Auch sein Trainerkollege aus Bielefeld erwartet ein intensives Spiel. "Aue kommt sehr über die Physis, sie sind körperlich äußerst robust und sehr heimstark", sagte Stefan Krämer. Der Aufsteiger präsentierte sich zuletzt auf einem guten Weg. In den vergangenen fünf Spielen kassierten die Ostwestfalen nur eine Niederlage. Trainer Krämer findet dennoch ein Haar in der Suppe. "Elf Gegentore nach sechs Spielen waren nicht unser Ziel. Wir müssen hier ganz einfach Fehler minimieren. Unsere Spielweise ändern wir aber nicht, wir betonieren uns ganz sicher nicht hinten ein", sagt Krämer.

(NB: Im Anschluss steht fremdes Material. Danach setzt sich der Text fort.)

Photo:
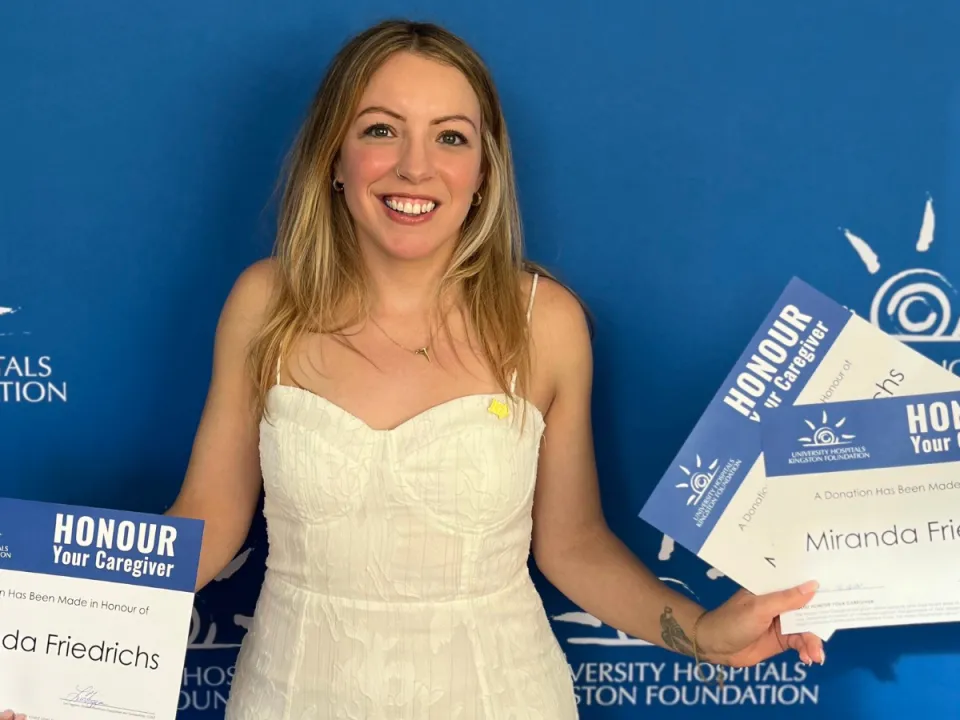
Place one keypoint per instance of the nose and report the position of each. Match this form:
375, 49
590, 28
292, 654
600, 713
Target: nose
415, 163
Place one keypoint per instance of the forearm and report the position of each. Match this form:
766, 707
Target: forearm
600, 575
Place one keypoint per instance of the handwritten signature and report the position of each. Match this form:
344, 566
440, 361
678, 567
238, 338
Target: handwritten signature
85, 696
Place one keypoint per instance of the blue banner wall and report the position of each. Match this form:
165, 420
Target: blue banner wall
678, 163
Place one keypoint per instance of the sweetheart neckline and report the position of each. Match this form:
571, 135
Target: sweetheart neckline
412, 419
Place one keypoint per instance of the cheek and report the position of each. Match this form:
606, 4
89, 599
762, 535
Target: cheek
364, 164
462, 174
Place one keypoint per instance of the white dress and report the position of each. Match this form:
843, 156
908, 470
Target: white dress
397, 584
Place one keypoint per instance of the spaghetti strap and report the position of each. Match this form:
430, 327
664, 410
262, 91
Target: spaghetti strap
533, 293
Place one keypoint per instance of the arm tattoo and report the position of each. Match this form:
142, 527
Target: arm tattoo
673, 635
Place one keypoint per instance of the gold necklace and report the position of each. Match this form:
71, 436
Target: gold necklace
425, 350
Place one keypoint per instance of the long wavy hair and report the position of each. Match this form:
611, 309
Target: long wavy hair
321, 280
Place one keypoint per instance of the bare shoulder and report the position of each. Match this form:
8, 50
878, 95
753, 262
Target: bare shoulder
561, 332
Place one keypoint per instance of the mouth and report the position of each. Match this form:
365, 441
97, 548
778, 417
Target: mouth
409, 208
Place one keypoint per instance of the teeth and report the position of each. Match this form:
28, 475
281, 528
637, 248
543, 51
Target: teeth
410, 208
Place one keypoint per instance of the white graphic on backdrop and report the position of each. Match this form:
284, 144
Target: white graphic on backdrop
26, 379
209, 641
916, 304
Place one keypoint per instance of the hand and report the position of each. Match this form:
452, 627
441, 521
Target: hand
746, 629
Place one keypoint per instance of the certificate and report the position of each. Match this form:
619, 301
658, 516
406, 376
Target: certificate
866, 496
95, 609
808, 350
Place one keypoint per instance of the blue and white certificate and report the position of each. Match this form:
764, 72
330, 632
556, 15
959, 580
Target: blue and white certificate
867, 500
808, 350
95, 610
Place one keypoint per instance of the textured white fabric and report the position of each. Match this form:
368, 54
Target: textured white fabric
397, 584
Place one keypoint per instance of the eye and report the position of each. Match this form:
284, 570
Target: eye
379, 130
451, 137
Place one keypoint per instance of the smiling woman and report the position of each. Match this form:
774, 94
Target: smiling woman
414, 398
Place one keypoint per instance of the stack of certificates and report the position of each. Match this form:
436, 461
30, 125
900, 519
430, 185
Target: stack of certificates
830, 453
95, 610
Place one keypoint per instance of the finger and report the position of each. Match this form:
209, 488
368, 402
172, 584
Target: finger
790, 599
814, 646
796, 642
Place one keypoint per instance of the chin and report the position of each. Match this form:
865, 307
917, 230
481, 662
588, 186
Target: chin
411, 247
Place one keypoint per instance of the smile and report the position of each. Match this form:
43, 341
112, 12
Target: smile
409, 207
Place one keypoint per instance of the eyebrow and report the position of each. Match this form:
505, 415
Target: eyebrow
436, 121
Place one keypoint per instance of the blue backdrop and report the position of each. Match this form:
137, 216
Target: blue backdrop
678, 162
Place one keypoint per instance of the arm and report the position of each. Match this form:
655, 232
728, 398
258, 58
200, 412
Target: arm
578, 553
222, 483
572, 544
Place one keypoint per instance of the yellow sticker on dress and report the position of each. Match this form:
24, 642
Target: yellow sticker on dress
499, 408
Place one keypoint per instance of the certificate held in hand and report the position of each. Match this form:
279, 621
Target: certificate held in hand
95, 609
866, 500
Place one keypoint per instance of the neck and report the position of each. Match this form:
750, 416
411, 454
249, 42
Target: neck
408, 287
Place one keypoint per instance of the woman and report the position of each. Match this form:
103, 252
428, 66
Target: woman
420, 412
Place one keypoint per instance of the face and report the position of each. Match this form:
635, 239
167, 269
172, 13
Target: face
411, 161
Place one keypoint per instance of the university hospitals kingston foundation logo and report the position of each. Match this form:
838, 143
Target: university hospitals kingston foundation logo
827, 442
700, 480
826, 434
918, 304
25, 378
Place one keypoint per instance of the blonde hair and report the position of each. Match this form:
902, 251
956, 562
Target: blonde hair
320, 272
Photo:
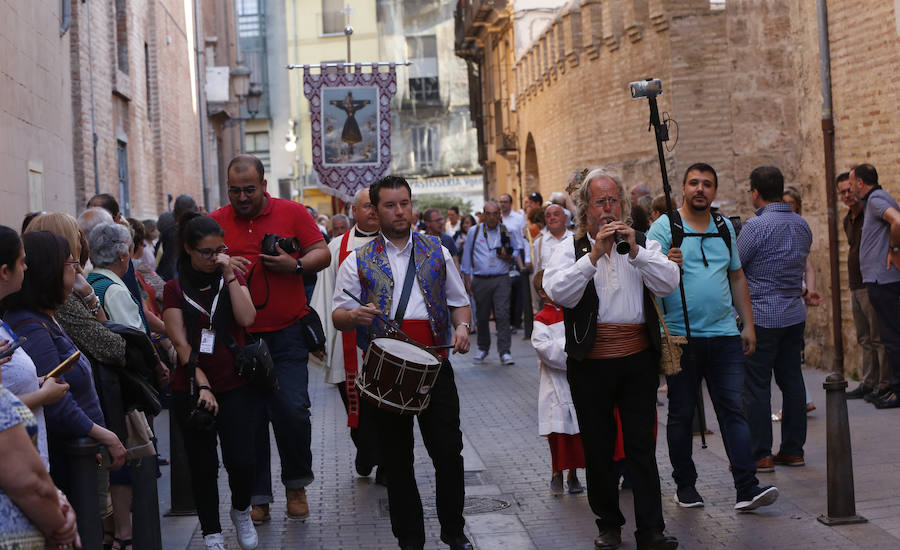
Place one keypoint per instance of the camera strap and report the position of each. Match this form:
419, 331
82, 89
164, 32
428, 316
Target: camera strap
407, 284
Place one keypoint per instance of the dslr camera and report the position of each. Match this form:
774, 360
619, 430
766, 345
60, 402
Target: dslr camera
270, 240
201, 419
651, 87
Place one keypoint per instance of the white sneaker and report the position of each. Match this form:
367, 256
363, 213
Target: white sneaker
215, 541
246, 532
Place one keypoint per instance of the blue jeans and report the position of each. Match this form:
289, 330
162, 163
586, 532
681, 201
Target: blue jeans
778, 351
288, 410
720, 360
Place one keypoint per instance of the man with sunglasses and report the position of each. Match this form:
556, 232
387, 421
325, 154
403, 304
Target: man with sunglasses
276, 287
716, 351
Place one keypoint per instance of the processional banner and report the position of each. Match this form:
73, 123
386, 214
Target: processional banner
350, 116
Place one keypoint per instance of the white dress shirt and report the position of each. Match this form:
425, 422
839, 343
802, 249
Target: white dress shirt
618, 278
348, 278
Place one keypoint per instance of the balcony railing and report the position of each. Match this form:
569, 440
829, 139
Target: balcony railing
469, 18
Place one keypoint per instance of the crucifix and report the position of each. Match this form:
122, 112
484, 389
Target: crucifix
348, 30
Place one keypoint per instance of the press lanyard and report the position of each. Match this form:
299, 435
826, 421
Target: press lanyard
201, 309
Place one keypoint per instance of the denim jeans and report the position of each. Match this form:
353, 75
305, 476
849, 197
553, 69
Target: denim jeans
778, 351
288, 410
720, 360
886, 301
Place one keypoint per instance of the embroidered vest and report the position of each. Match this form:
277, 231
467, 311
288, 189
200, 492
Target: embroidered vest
377, 283
581, 321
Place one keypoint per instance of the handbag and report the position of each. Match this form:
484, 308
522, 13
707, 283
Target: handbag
254, 364
670, 352
139, 442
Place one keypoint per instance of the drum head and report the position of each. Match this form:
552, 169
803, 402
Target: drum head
405, 350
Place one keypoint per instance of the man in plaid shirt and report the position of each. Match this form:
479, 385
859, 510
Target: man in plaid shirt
773, 247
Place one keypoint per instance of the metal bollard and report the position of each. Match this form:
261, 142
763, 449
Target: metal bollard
180, 481
841, 496
83, 494
145, 505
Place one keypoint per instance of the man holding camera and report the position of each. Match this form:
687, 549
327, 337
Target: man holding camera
258, 228
605, 277
488, 252
415, 283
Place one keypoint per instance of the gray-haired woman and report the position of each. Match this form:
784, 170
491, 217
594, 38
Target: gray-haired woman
111, 246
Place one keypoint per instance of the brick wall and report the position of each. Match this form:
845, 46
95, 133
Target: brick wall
743, 85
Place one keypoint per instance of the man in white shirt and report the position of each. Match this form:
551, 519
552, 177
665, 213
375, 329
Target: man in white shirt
613, 343
342, 355
436, 313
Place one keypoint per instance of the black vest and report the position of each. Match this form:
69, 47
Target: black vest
581, 321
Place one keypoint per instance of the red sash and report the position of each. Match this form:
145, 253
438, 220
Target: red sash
348, 343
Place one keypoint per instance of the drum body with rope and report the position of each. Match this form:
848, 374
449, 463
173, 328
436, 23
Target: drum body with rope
398, 375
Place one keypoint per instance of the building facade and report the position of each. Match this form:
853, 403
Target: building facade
740, 77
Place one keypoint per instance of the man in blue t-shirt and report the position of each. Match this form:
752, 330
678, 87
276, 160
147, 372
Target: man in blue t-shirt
716, 350
879, 262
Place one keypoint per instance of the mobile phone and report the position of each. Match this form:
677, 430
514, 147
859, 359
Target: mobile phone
65, 366
13, 347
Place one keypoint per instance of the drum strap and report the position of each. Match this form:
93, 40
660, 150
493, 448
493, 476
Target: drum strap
407, 286
348, 345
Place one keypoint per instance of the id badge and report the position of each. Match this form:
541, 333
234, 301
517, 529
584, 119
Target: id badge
207, 340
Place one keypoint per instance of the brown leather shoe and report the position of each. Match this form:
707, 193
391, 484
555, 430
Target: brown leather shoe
297, 505
787, 460
260, 514
766, 464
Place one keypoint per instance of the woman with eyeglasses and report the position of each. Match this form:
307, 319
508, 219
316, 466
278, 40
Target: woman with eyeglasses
206, 310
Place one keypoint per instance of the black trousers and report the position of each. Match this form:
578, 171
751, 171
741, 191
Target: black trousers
439, 425
364, 436
629, 382
240, 411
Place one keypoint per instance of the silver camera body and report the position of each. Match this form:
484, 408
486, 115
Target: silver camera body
651, 87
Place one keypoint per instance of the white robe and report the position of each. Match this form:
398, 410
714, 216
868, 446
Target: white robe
556, 411
321, 302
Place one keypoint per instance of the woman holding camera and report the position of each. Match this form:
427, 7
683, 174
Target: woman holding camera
205, 311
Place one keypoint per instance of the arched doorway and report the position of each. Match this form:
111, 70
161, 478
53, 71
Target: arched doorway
532, 177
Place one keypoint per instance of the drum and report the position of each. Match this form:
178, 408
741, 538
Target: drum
398, 375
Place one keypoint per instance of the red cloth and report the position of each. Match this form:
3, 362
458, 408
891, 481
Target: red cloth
219, 365
566, 451
348, 345
287, 298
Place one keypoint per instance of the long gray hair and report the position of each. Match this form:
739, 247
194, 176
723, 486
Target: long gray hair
582, 196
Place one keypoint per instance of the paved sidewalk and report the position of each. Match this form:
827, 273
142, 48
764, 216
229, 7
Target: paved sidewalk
509, 505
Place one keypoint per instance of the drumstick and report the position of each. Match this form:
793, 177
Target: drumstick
387, 320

Der Bielefelder Coach muss im Erzgebirge weiter auf die verletzten Dennis Riemer, Jan Fießer und Oliver Petersch verzichten. Bei Aue steht Tobias Nickenig nach überstandenen Rückenproblemen wieder zur Verfügung, auch Guido Kocer (Zehen-OP) und Kevin Pezzoni (Infektion) sind wieder eine Option. Weiterhin fehlen jedoch Thomas Paulus (Knöchelprobleme) und Kevin Schlitte (Reha).